> I suppose that if the memory contains code, the process is killed (if ECC correction failed).
Generally, it would make the most sense to kill the process if the corrupted page is data, but if it's code, then maybe re-load that page from the executable file on non-volatile storage. (You might also be able to rescue some data pages from swap space this way.)
If you go that route, you should be able to avoid the code/data distinction entirely; as data pages can also be completly backed by files. I believe the kernel already keeps track of what pages are a clean copy of data from the filesystem, so I would think it would be a simple matter of essentially pageing out the corrupted data.
What would be interesting is if userspace could mark a region of memory as recomputable. If the kernel is notified of memory corruption there, it triggers a handler in the userspace process to rebuild the data. Granted, given the current state of hardware; I can't imagine that is anywhere near worth the effort to implement.
> What would be interesting is if userspace could mark a region of memory as recomputable.

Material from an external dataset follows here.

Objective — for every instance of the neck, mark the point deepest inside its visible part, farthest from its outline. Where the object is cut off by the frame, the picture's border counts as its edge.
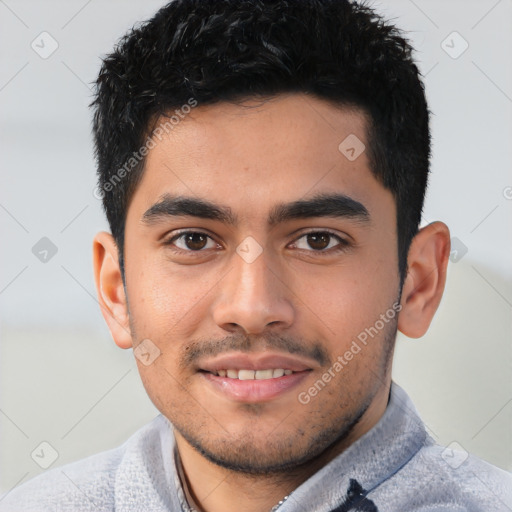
(217, 489)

I believe there's already some support for things like this, but intended as a mechanism to gracefully handle memory pressure rather than corruption. Apple has a Purgeable Memory mechanism, but handled through higher-level interfaces rather than something like madvise().
Generally, it would make the most sense to kill the process if the corrupted page is data, but if it's code, then maybe re-load that page from the executable file on non-volatile storage. (You might also be able to rescue some data pages from swap space this way.)